When the Virginia Museum of Contemporary Art (MOCA) was planning their Turn the Page: The First Ten Years of Hi-Fructose exhibition in 2015, Virginia Beach’s arts district had just been formalized by City Council.
The arts district, anchored by the nationally accredited contemporary art museum, took vision, dedication and imagination, much like the Turn the Page exhibit. Both would push boundaries to promote Virginia Beach as a travel-worthy cultural destination.
Flash forward to today and Virginia Beach is two years in with the up-and-coming ViBe Creative District, which includes some of the City’s most creative individuals, and MOCA’s Turn the Page exhibit has begun a national tour to museums in Ohio and California.
“MOCA is delighted that Turn the Page is traveling to two prominent museums after its successful presentation here in Virginia Beach,” said MOCA’s Director of Exhibitions and Education, Alison Byrne. “We’ve really enjoyed collaborating with our colleagues in Akron and Sacramento. This is such a wonderful opportunity to share this one-of-a-kind exhibition and highlight Virginia MOCA and Hi-Fructose to an ever-expanding audience.”
The exhibit took years to assemble, drawing on 51 loans from private collectors, artists, museums and gallerists all over the world. When it opened at MOCA, local artists from the ViBe Creative District helped play a role in opening night festivities. The community buzzed with energy surrounding the artwork.
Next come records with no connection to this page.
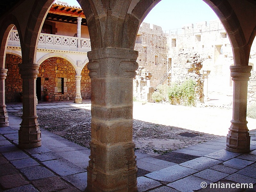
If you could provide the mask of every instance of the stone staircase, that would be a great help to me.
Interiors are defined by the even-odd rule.
[[[166,72],[164,75],[161,79],[160,79],[160,81],[158,82],[157,83],[157,84],[156,84],[156,86],[158,85],[163,84],[165,82],[168,78],[168,77],[169,76],[169,75],[170,75],[170,74],[171,74],[171,69],[170,68],[167,71],[167,72]]]

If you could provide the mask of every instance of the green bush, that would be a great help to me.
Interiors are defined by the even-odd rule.
[[[157,91],[152,94],[152,99],[156,102],[169,100],[170,87],[166,85],[159,85],[156,87]]]
[[[248,117],[256,119],[256,103],[247,106],[246,116]]]
[[[158,86],[157,91],[152,94],[152,98],[157,102],[170,101],[172,104],[185,106],[196,104],[196,82],[190,79],[180,85],[174,83],[169,87],[166,85]]]

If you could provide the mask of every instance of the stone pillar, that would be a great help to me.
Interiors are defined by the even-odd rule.
[[[41,131],[36,115],[36,80],[39,64],[21,63],[20,73],[22,81],[23,114],[19,130],[19,146],[30,148],[41,146]]]
[[[92,140],[87,191],[137,191],[132,140],[132,81],[137,51],[88,53],[92,83]]]
[[[210,100],[208,97],[208,76],[210,74],[211,71],[203,71],[203,78],[204,79],[204,100],[209,101]]]
[[[5,82],[7,69],[0,69],[0,127],[9,126],[8,114],[5,105]]]
[[[250,136],[246,120],[247,84],[251,76],[251,66],[230,67],[234,81],[233,115],[231,126],[227,137],[227,150],[248,153],[250,150]]]
[[[81,17],[77,17],[77,48],[81,48],[81,22],[82,21]]]
[[[81,75],[76,75],[75,77],[76,79],[76,97],[75,98],[74,103],[82,103],[83,101],[82,97],[81,96]]]

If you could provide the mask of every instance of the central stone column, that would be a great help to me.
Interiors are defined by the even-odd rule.
[[[8,114],[5,105],[5,79],[7,75],[6,69],[0,69],[0,127],[9,126]]]
[[[132,140],[132,80],[138,52],[88,52],[92,83],[92,140],[87,191],[137,191]]]
[[[76,75],[75,76],[76,79],[76,97],[75,98],[74,103],[82,103],[83,99],[81,95],[81,75]]]
[[[23,114],[19,130],[19,146],[30,148],[41,146],[41,131],[36,115],[36,80],[39,64],[21,63],[20,73],[22,80]]]
[[[250,136],[246,124],[247,86],[252,67],[235,65],[230,67],[234,81],[233,115],[230,131],[227,137],[226,149],[237,153],[250,151]]]

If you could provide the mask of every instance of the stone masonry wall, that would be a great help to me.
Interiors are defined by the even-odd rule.
[[[6,102],[20,102],[20,93],[22,92],[22,81],[18,65],[22,59],[13,55],[6,54],[5,68],[8,69],[5,79],[5,101]],[[47,89],[49,101],[74,100],[76,92],[76,72],[71,64],[61,58],[52,57],[44,61],[39,69],[38,76],[41,77],[42,99],[44,91]],[[81,75],[81,94],[83,99],[91,99],[91,79],[86,65]],[[64,78],[64,94],[57,92],[57,79]],[[46,80],[45,78],[48,80]]]
[[[20,57],[11,54],[5,57],[6,69],[8,69],[5,79],[5,102],[19,102],[20,93],[22,92],[22,81],[18,64],[22,62]]]
[[[67,60],[59,57],[52,57],[44,61],[40,65],[38,76],[41,77],[41,88],[47,90],[50,101],[74,100],[76,87],[76,71],[71,64]],[[91,98],[91,80],[87,67],[84,68],[81,75],[81,92],[83,99]],[[64,78],[64,94],[56,90],[58,78]],[[48,80],[45,79],[45,78]]]
[[[142,23],[137,35],[134,50],[139,52],[137,62],[144,66],[146,72],[152,73],[150,85],[156,86],[166,73],[168,52],[168,37],[164,36],[162,28]]]

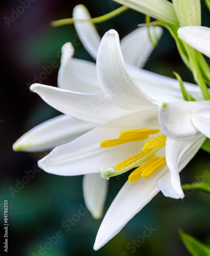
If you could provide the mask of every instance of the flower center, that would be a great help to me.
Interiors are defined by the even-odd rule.
[[[131,182],[134,182],[142,177],[148,178],[159,168],[166,165],[166,157],[156,157],[156,153],[166,145],[167,137],[165,135],[158,136],[160,132],[158,129],[135,129],[120,132],[119,138],[104,140],[100,143],[102,147],[109,147],[133,141],[139,141],[149,138],[152,135],[157,136],[145,144],[142,152],[123,161],[117,164],[114,169],[102,166],[99,172],[102,178],[108,179],[110,177],[122,174],[133,168],[138,166],[128,177]],[[144,162],[146,162],[144,163]]]

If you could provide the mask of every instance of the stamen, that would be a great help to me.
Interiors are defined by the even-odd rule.
[[[150,152],[152,151],[152,150],[150,151]],[[120,169],[122,169],[123,168],[125,168],[125,167],[130,165],[130,164],[136,162],[137,160],[140,159],[142,157],[144,157],[149,152],[141,152],[139,154],[136,154],[136,155],[134,155],[129,158],[123,161],[121,163],[119,163],[117,165],[115,166],[114,168],[114,170],[118,170]]]
[[[143,135],[150,135],[150,134],[156,134],[160,131],[158,129],[135,129],[122,131],[120,133],[120,138],[127,139],[133,137],[137,137]],[[148,136],[149,137],[149,136]]]
[[[104,140],[100,143],[100,146],[101,147],[110,147],[111,146],[118,146],[119,145],[121,145],[122,144],[131,142],[132,141],[139,141],[141,140],[144,140],[147,139],[149,136],[142,136],[141,137],[134,137],[132,138],[129,139],[121,139],[121,138],[118,138],[118,139],[113,139],[111,140]]]
[[[165,146],[166,139],[167,137],[165,135],[156,137],[154,139],[147,141],[142,150],[146,152],[148,150],[152,150],[156,147]]]
[[[161,157],[153,164],[145,168],[142,173],[142,176],[145,179],[148,178],[151,174],[154,173],[157,169],[161,168],[166,165],[166,157]]]
[[[135,182],[142,178],[142,172],[148,166],[150,166],[153,163],[156,162],[157,160],[160,158],[160,157],[157,157],[148,161],[146,163],[142,164],[141,166],[136,168],[135,170],[132,172],[128,177],[128,180],[130,182]]]
[[[156,134],[160,132],[158,129],[134,129],[122,131],[120,133],[120,138],[107,140],[100,143],[102,147],[110,147],[118,146],[128,142],[132,141],[139,141],[144,140],[149,138],[151,134]]]
[[[155,157],[136,168],[130,174],[128,180],[130,182],[133,183],[138,180],[142,177],[146,179],[166,164],[166,157]]]

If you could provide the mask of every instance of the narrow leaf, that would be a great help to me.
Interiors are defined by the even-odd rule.
[[[209,256],[210,248],[206,245],[184,232],[180,232],[179,235],[192,256]]]

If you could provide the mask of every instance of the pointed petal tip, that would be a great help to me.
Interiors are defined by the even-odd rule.
[[[82,5],[82,4],[80,4],[79,5],[76,5],[73,9],[73,12],[81,11],[84,12],[87,12],[88,13],[89,13],[89,11],[87,7],[85,5]]]
[[[66,42],[61,47],[61,53],[62,55],[65,54],[73,56],[75,52],[75,49],[72,44],[69,42]]]
[[[24,146],[19,143],[19,140],[17,140],[12,145],[12,149],[14,151],[22,151],[24,149]]]
[[[34,92],[36,92],[36,89],[37,88],[38,86],[39,85],[39,83],[33,83],[30,87],[30,90]]]
[[[94,244],[94,250],[95,251],[98,251],[98,250],[99,250],[102,247],[103,247],[104,245],[104,244],[101,243],[96,243],[95,242],[95,243]]]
Now on exhibit at the Akron Art Museum (AAM) through May 7th, the Turn the Page exhibit continues to stretch imaginations and challenge minds in conservative Northern Ohio. The exhibition’s progressive content and the relationship to the well-read art publication, Hi-Fructose Magazine, were two key selling points for AAM. Their curators knew that this type of artwork was not often seen in Akron, which made it even more important to bring it to their museum.
“We expected a positive and robust response to this exhibit,” said Elizabeth M. Carney, Assistant Curator at AAM. “The variety of people interested is very diverse—some people have been following these artists for a decade and finally have a chance to see their works in person.”
Just like at MOCA, visitors to the exhibition have traveled from other states just to see specific works by favorite artists, and some to see the visiting artists themselves. AAM, the only northeast venue for the exhibit, has hosted an artist pop-up by Tara McPherson and has planned an artist talk with Beth Cavener later this month.
“People have been amazed by the quality of these artworks,” said Carney. “Word of mouth and social media have played a huge role in attracting our audience.”
If you find yourself traveling through the Northeast before May 7th, be sure to stop by Akron to check out their interpretation of this exhibit. Gone are the charcoal grey walls and Hi-Fructose Magazine cover wallpaper featured at MOCA—Akron features a clean slate with white wall and minimalist decals to lead visitors through the gallery.
Next stop: Turn the Page heads to the Crocker Art Museum in California in June, taking MOCA’s exhibit and Virginia Beach’s artistic reach bi-coastal.